When you are globally regarded as a resource economy, and resources plunge in price, as they have, the value of your currency will dropaccordingly, as the loonie is doing.

And Canada is no longer quite as welcoming of foreign investment than it was. The Harper government has quashed three proposed major offshore takeovers – the first three in history. Citing national security concerns, Stephen Harper is also discouraging energy investments by state-controlled Chinese enterprises.

Canada’s comparative “safe haven” status has eroded as the U.S. economy has begun to rebound, and Europe has at least stabilized if not yet returned to brisk recovery.

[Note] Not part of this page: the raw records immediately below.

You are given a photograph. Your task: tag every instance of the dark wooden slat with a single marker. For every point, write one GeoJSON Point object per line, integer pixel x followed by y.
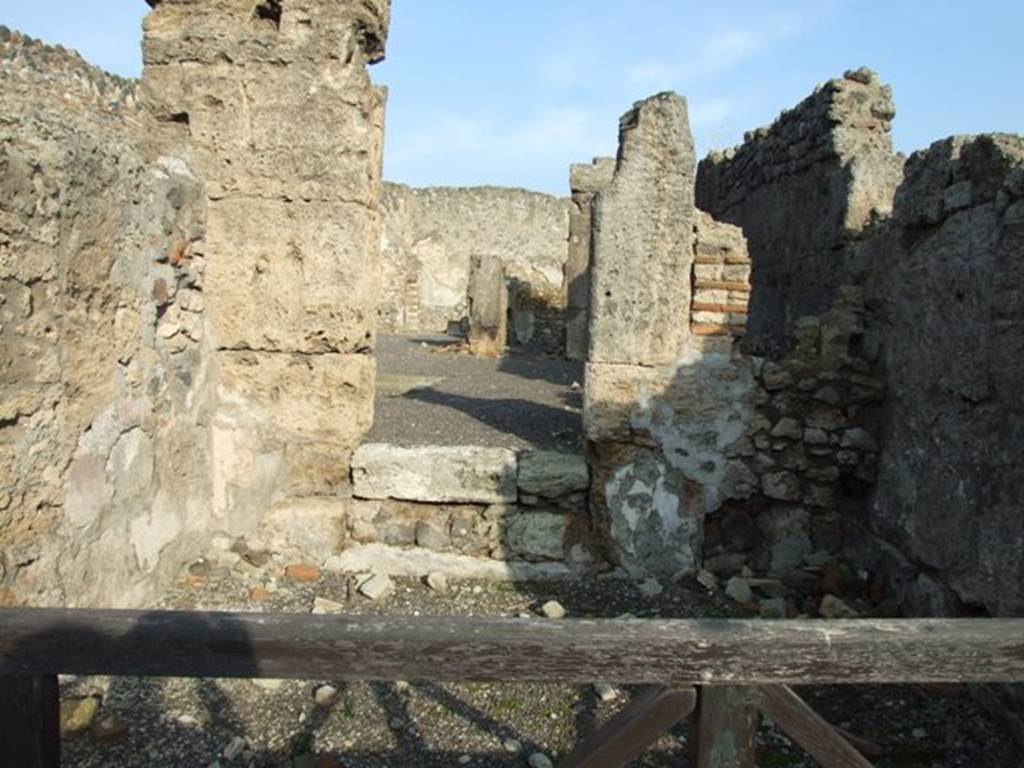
{"type": "Point", "coordinates": [633, 729]}
{"type": "Point", "coordinates": [808, 728]}
{"type": "Point", "coordinates": [30, 721]}
{"type": "Point", "coordinates": [727, 725]}
{"type": "Point", "coordinates": [673, 652]}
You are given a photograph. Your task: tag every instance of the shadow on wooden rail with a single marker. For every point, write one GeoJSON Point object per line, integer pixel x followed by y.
{"type": "Point", "coordinates": [727, 671]}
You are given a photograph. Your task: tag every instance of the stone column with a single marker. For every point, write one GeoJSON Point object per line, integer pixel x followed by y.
{"type": "Point", "coordinates": [275, 110]}
{"type": "Point", "coordinates": [643, 240]}
{"type": "Point", "coordinates": [488, 306]}
{"type": "Point", "coordinates": [658, 412]}
{"type": "Point", "coordinates": [585, 181]}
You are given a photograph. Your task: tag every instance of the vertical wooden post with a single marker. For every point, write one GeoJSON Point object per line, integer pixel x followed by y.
{"type": "Point", "coordinates": [30, 721]}
{"type": "Point", "coordinates": [634, 729]}
{"type": "Point", "coordinates": [808, 728]}
{"type": "Point", "coordinates": [727, 724]}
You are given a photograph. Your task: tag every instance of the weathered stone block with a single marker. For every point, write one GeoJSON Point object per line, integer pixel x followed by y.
{"type": "Point", "coordinates": [478, 475]}
{"type": "Point", "coordinates": [551, 474]}
{"type": "Point", "coordinates": [651, 514]}
{"type": "Point", "coordinates": [536, 536]}
{"type": "Point", "coordinates": [311, 527]}
{"type": "Point", "coordinates": [643, 240]}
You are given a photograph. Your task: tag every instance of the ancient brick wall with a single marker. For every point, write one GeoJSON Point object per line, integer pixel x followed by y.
{"type": "Point", "coordinates": [664, 407]}
{"type": "Point", "coordinates": [430, 236]}
{"type": "Point", "coordinates": [103, 370]}
{"type": "Point", "coordinates": [803, 189]}
{"type": "Point", "coordinates": [273, 107]}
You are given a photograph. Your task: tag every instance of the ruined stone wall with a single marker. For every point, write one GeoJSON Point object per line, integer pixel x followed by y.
{"type": "Point", "coordinates": [585, 182]}
{"type": "Point", "coordinates": [103, 368]}
{"type": "Point", "coordinates": [664, 407]}
{"type": "Point", "coordinates": [701, 455]}
{"type": "Point", "coordinates": [430, 236]}
{"type": "Point", "coordinates": [947, 315]}
{"type": "Point", "coordinates": [273, 107]}
{"type": "Point", "coordinates": [804, 189]}
{"type": "Point", "coordinates": [489, 510]}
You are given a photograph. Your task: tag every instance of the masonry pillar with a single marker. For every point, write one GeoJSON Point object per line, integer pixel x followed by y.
{"type": "Point", "coordinates": [271, 102]}
{"type": "Point", "coordinates": [585, 181]}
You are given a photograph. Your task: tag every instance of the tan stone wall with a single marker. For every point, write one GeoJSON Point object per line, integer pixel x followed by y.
{"type": "Point", "coordinates": [281, 119]}
{"type": "Point", "coordinates": [103, 364]}
{"type": "Point", "coordinates": [429, 237]}
{"type": "Point", "coordinates": [188, 290]}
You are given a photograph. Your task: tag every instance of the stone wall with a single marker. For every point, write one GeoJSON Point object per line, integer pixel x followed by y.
{"type": "Point", "coordinates": [523, 510]}
{"type": "Point", "coordinates": [947, 314]}
{"type": "Point", "coordinates": [704, 456]}
{"type": "Point", "coordinates": [276, 113]}
{"type": "Point", "coordinates": [187, 293]}
{"type": "Point", "coordinates": [664, 407]}
{"type": "Point", "coordinates": [430, 236]}
{"type": "Point", "coordinates": [804, 190]}
{"type": "Point", "coordinates": [585, 182]}
{"type": "Point", "coordinates": [103, 364]}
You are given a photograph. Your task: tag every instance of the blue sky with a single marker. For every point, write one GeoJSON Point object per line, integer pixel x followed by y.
{"type": "Point", "coordinates": [492, 91]}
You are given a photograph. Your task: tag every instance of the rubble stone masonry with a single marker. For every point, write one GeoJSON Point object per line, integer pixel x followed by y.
{"type": "Point", "coordinates": [278, 114]}
{"type": "Point", "coordinates": [803, 189]}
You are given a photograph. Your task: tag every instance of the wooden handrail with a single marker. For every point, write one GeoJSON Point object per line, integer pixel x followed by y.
{"type": "Point", "coordinates": [670, 652]}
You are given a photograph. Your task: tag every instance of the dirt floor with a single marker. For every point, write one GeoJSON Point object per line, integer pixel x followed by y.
{"type": "Point", "coordinates": [183, 723]}
{"type": "Point", "coordinates": [431, 392]}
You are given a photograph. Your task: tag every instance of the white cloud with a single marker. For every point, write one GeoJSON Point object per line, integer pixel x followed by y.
{"type": "Point", "coordinates": [719, 52]}
{"type": "Point", "coordinates": [712, 113]}
{"type": "Point", "coordinates": [551, 132]}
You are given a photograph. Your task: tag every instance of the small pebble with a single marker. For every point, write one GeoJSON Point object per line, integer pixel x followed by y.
{"type": "Point", "coordinates": [650, 587]}
{"type": "Point", "coordinates": [553, 609]}
{"type": "Point", "coordinates": [233, 749]}
{"type": "Point", "coordinates": [605, 692]}
{"type": "Point", "coordinates": [377, 587]}
{"type": "Point", "coordinates": [326, 696]}
{"type": "Point", "coordinates": [437, 582]}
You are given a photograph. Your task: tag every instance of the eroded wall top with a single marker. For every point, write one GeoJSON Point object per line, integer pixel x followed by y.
{"type": "Point", "coordinates": [803, 189]}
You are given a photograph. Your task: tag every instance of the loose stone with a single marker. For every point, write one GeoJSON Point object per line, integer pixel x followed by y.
{"type": "Point", "coordinates": [553, 609]}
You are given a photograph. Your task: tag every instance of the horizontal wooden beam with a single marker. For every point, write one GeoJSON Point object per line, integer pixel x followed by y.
{"type": "Point", "coordinates": [671, 652]}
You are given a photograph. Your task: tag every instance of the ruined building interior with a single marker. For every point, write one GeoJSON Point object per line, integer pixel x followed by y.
{"type": "Point", "coordinates": [240, 370]}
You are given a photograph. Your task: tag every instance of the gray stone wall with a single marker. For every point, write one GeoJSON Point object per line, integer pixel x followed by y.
{"type": "Point", "coordinates": [803, 190]}
{"type": "Point", "coordinates": [430, 236]}
{"type": "Point", "coordinates": [665, 402]}
{"type": "Point", "coordinates": [947, 316]}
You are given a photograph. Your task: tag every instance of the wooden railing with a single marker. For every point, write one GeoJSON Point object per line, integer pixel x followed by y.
{"type": "Point", "coordinates": [725, 671]}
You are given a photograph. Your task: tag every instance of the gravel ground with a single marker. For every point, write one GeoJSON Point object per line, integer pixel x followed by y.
{"type": "Point", "coordinates": [183, 723]}
{"type": "Point", "coordinates": [431, 392]}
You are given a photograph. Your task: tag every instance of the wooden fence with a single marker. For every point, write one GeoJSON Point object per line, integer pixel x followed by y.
{"type": "Point", "coordinates": [725, 671]}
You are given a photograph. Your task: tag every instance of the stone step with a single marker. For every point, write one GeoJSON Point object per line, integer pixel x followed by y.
{"type": "Point", "coordinates": [466, 474]}
{"type": "Point", "coordinates": [419, 562]}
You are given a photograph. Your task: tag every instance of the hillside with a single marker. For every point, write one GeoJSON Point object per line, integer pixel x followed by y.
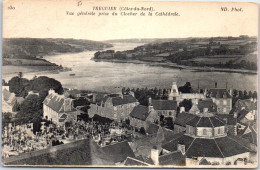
{"type": "Point", "coordinates": [219, 52]}
{"type": "Point", "coordinates": [28, 48]}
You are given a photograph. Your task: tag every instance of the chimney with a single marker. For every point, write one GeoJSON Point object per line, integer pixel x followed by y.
{"type": "Point", "coordinates": [51, 91]}
{"type": "Point", "coordinates": [205, 110]}
{"type": "Point", "coordinates": [182, 109]}
{"type": "Point", "coordinates": [150, 101]}
{"type": "Point", "coordinates": [235, 115]}
{"type": "Point", "coordinates": [231, 92]}
{"type": "Point", "coordinates": [205, 92]}
{"type": "Point", "coordinates": [155, 155]}
{"type": "Point", "coordinates": [181, 148]}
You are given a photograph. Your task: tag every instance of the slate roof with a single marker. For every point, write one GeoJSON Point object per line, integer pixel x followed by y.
{"type": "Point", "coordinates": [249, 133]}
{"type": "Point", "coordinates": [120, 101]}
{"type": "Point", "coordinates": [56, 102]}
{"type": "Point", "coordinates": [201, 147]}
{"type": "Point", "coordinates": [218, 93]}
{"type": "Point", "coordinates": [140, 112]}
{"type": "Point", "coordinates": [10, 98]}
{"type": "Point", "coordinates": [164, 104]}
{"type": "Point", "coordinates": [212, 107]}
{"type": "Point", "coordinates": [174, 158]}
{"type": "Point", "coordinates": [228, 118]}
{"type": "Point", "coordinates": [134, 162]}
{"type": "Point", "coordinates": [72, 92]}
{"type": "Point", "coordinates": [152, 129]}
{"type": "Point", "coordinates": [205, 122]}
{"type": "Point", "coordinates": [183, 118]}
{"type": "Point", "coordinates": [247, 103]}
{"type": "Point", "coordinates": [63, 118]}
{"type": "Point", "coordinates": [118, 152]}
{"type": "Point", "coordinates": [242, 114]}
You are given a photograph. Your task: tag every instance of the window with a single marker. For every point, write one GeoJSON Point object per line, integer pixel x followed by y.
{"type": "Point", "coordinates": [204, 132]}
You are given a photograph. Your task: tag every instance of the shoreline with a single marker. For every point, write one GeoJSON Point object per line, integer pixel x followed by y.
{"type": "Point", "coordinates": [176, 66]}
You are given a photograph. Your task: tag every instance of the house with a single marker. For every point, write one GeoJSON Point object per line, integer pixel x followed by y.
{"type": "Point", "coordinates": [181, 121]}
{"type": "Point", "coordinates": [118, 152]}
{"type": "Point", "coordinates": [231, 123]}
{"type": "Point", "coordinates": [139, 117]}
{"type": "Point", "coordinates": [59, 109]}
{"type": "Point", "coordinates": [32, 92]}
{"type": "Point", "coordinates": [245, 111]}
{"type": "Point", "coordinates": [73, 93]}
{"type": "Point", "coordinates": [222, 98]}
{"type": "Point", "coordinates": [167, 108]}
{"type": "Point", "coordinates": [246, 104]}
{"type": "Point", "coordinates": [248, 133]}
{"type": "Point", "coordinates": [10, 103]}
{"type": "Point", "coordinates": [178, 96]}
{"type": "Point", "coordinates": [203, 105]}
{"type": "Point", "coordinates": [206, 138]}
{"type": "Point", "coordinates": [116, 107]}
{"type": "Point", "coordinates": [135, 162]}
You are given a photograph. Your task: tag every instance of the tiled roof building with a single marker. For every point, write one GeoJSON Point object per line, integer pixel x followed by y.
{"type": "Point", "coordinates": [10, 103]}
{"type": "Point", "coordinates": [59, 109]}
{"type": "Point", "coordinates": [206, 138]}
{"type": "Point", "coordinates": [116, 107]}
{"type": "Point", "coordinates": [222, 98]}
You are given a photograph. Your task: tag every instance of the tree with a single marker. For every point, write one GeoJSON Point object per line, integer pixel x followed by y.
{"type": "Point", "coordinates": [43, 84]}
{"type": "Point", "coordinates": [255, 95]}
{"type": "Point", "coordinates": [30, 110]}
{"type": "Point", "coordinates": [187, 104]}
{"type": "Point", "coordinates": [6, 118]}
{"type": "Point", "coordinates": [142, 130]}
{"type": "Point", "coordinates": [127, 121]}
{"type": "Point", "coordinates": [186, 88]}
{"type": "Point", "coordinates": [19, 86]}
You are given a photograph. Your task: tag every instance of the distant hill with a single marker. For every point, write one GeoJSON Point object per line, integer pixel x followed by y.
{"type": "Point", "coordinates": [220, 52]}
{"type": "Point", "coordinates": [35, 47]}
{"type": "Point", "coordinates": [144, 40]}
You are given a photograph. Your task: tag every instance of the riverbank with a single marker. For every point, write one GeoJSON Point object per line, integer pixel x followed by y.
{"type": "Point", "coordinates": [176, 66]}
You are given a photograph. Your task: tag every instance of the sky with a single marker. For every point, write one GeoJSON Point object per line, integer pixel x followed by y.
{"type": "Point", "coordinates": [49, 19]}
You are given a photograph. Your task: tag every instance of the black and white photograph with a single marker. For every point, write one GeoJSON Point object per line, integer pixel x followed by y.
{"type": "Point", "coordinates": [129, 84]}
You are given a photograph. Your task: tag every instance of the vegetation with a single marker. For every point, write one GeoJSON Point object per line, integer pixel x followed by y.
{"type": "Point", "coordinates": [21, 86]}
{"type": "Point", "coordinates": [31, 109]}
{"type": "Point", "coordinates": [187, 104]}
{"type": "Point", "coordinates": [220, 52]}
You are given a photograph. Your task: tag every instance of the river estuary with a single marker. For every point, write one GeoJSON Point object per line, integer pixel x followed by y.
{"type": "Point", "coordinates": [104, 76]}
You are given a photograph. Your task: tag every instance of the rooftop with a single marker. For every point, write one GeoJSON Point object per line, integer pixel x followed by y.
{"type": "Point", "coordinates": [164, 104]}
{"type": "Point", "coordinates": [140, 112]}
{"type": "Point", "coordinates": [200, 147]}
{"type": "Point", "coordinates": [218, 93]}
{"type": "Point", "coordinates": [118, 152]}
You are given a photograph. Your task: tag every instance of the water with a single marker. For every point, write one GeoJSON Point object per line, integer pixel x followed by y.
{"type": "Point", "coordinates": [104, 76]}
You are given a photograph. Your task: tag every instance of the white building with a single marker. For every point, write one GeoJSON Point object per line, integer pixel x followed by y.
{"type": "Point", "coordinates": [178, 96]}
{"type": "Point", "coordinates": [59, 109]}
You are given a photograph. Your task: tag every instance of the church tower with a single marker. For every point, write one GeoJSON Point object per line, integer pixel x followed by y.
{"type": "Point", "coordinates": [174, 95]}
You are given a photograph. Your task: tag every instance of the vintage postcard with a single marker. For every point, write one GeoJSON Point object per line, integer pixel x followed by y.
{"type": "Point", "coordinates": [156, 84]}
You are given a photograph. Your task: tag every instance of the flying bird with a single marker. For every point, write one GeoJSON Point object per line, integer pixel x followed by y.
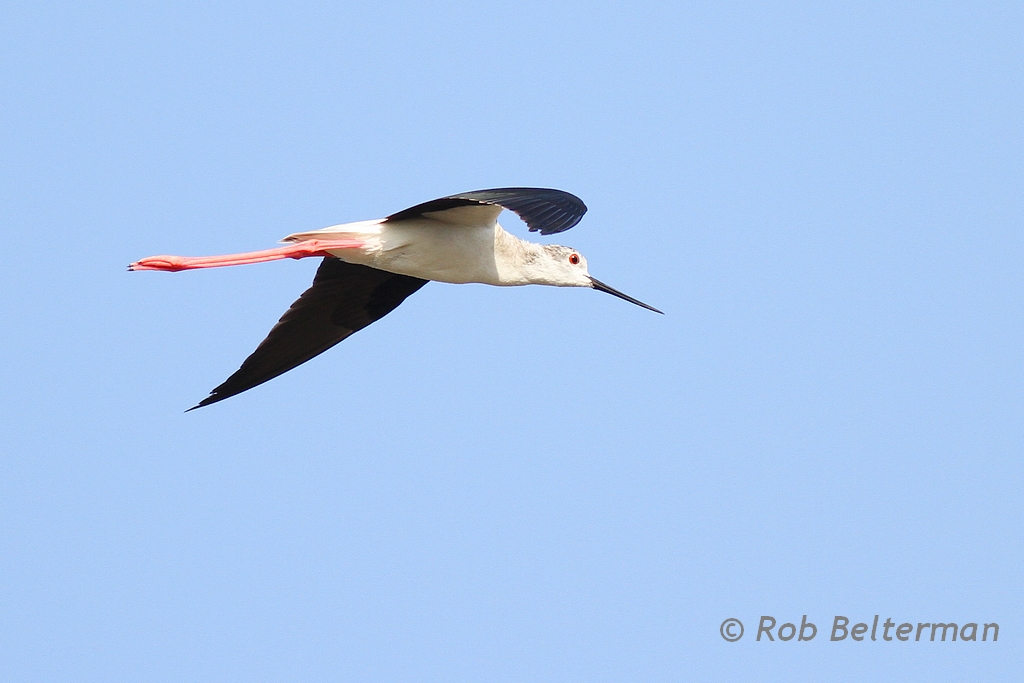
{"type": "Point", "coordinates": [372, 266]}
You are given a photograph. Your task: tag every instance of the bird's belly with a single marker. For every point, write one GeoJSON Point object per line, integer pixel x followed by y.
{"type": "Point", "coordinates": [431, 251]}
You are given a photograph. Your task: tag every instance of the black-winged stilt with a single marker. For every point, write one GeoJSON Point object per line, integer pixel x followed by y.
{"type": "Point", "coordinates": [371, 266]}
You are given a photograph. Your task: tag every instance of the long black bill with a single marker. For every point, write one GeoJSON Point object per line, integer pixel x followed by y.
{"type": "Point", "coordinates": [601, 287]}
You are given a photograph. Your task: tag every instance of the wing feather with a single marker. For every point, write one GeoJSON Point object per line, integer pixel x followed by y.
{"type": "Point", "coordinates": [343, 299]}
{"type": "Point", "coordinates": [544, 211]}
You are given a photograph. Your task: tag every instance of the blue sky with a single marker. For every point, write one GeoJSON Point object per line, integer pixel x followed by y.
{"type": "Point", "coordinates": [526, 483]}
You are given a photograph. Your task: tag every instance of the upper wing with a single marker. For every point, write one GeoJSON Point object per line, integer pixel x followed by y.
{"type": "Point", "coordinates": [547, 211]}
{"type": "Point", "coordinates": [344, 298]}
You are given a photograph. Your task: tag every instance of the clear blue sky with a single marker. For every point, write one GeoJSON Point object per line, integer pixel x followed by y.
{"type": "Point", "coordinates": [528, 483]}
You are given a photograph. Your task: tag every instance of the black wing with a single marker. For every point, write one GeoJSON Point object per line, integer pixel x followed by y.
{"type": "Point", "coordinates": [547, 211]}
{"type": "Point", "coordinates": [344, 298]}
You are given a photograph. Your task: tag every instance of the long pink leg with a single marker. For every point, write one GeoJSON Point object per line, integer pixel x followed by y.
{"type": "Point", "coordinates": [299, 250]}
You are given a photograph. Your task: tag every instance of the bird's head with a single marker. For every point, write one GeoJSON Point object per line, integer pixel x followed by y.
{"type": "Point", "coordinates": [567, 267]}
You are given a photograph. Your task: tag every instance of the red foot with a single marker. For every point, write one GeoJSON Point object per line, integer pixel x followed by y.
{"type": "Point", "coordinates": [299, 250]}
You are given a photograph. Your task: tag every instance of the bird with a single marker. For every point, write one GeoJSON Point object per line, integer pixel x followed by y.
{"type": "Point", "coordinates": [369, 267]}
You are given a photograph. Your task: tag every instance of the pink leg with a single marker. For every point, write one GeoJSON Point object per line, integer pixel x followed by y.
{"type": "Point", "coordinates": [298, 250]}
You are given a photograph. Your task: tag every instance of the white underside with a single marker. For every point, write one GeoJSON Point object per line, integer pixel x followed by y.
{"type": "Point", "coordinates": [468, 246]}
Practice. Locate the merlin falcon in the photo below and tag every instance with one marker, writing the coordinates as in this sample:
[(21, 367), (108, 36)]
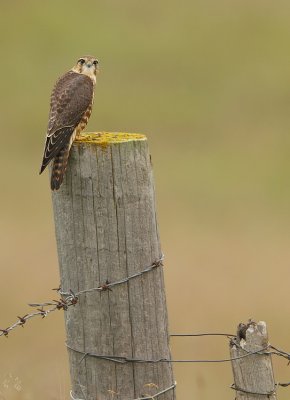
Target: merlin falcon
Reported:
[(70, 108)]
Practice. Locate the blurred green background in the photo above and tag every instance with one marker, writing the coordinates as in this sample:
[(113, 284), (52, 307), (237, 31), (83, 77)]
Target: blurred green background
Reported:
[(209, 83)]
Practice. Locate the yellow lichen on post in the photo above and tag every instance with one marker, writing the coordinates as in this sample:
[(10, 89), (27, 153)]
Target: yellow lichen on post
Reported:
[(107, 138)]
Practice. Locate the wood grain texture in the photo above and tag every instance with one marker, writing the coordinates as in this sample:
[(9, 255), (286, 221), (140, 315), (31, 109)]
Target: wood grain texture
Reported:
[(106, 229), (253, 373)]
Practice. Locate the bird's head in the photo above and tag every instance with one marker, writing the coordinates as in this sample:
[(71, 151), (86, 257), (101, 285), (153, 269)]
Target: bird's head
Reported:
[(87, 65)]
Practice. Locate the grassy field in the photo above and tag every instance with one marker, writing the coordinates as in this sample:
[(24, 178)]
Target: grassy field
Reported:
[(209, 83)]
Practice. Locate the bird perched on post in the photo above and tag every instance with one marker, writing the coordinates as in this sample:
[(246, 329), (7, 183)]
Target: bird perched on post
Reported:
[(70, 108)]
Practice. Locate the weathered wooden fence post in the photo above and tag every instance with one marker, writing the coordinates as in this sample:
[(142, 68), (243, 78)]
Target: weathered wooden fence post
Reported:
[(106, 230), (253, 374)]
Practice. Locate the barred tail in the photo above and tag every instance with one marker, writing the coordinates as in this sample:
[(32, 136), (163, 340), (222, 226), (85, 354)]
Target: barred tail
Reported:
[(59, 167)]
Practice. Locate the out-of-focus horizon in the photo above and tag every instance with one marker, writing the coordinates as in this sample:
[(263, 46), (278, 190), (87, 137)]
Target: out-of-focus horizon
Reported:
[(209, 83)]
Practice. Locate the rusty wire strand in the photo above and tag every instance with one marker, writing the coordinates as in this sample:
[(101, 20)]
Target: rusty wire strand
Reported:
[(124, 360), (70, 298)]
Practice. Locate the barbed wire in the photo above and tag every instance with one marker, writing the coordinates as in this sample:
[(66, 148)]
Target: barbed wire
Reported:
[(124, 360), (71, 299)]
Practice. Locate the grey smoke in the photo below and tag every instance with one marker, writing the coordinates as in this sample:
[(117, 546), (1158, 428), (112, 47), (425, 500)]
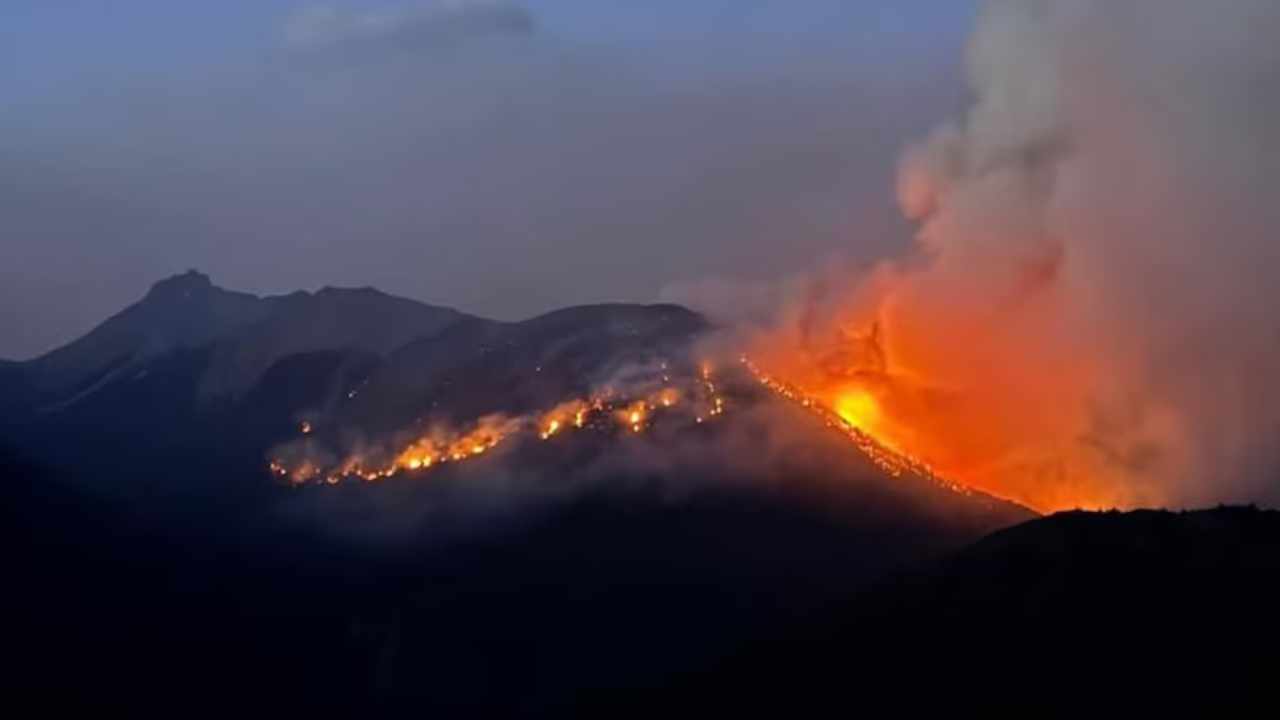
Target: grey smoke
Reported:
[(458, 159), (1132, 146)]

A dynamic opposite that of the 2000s is now at work. The sentiment of global investors seeking maximum returns is to get in on the ground floor of the recoveries now perceived to be in store in U.S. and E.U. jurisdictions where investments can be made at bargain prices.

As a minor currency in limited supply, the loonie requires not that much increased demand to soar in price. By the same token, as a thinly traded currency, the loonie suffers sharp declines as offshore demand for it wanes.

Chronic woes disguised by the high loonie.

Heading the list of Canadian economic shortcomings is Canada’s sadly anemic export growth, which has been essentially stagnant for 14 years.

To be sure, a high-priced loonie helped impede export growth. But productivity growth is the much bigger culprit, with gains only half that of the U.S. in recent years.

Canada’s branch-plant economy and its locally owned businesses have continued their long tradition of under-investing in productivity; innovation in new products and more efficient ways of making them; employee training and skills upgrades; and making the determined effort required to crack new world markets. That would finally reduce our continued over-reliance on a slow-growth U.S. market. By now we should have become present and accounted for in the high-growth markets of the Pacific Rim, South Asia and Latin America.

To end on an encouraging note, as recently as the early 1970s, remote Canada was the world’s second-favourite tourism destination, after Italy. Yet in the midst of the current boom in world tourism, Canada, currently ranked 18th, barely counts among leading tourism destinations. Canada has suffered a 20 per drop in international visitors since 2000.

Studies have long shown that business travelers to Canada return home and begin looking for Canadian goods to buy, and make plans for Canadian investments. We live in that kind of country: To see it is to love it. So why don’t we use our diplomatic missions abroad as showcases for Canadian innovations in technology, industrial goods and culture? It’s embarrassing that among our inept tourism practices is something so easy to fix as our slothful processing of visas.

As a psychological matter, it’s no fun to see the world tangibly devaluing one’s country along with its currency. But in its way the world is doing us a favour. The sagging loonie is compelling cause to re-examine how we manage our economy, so that the next upturn in the Canadian dollar is a sustainable one.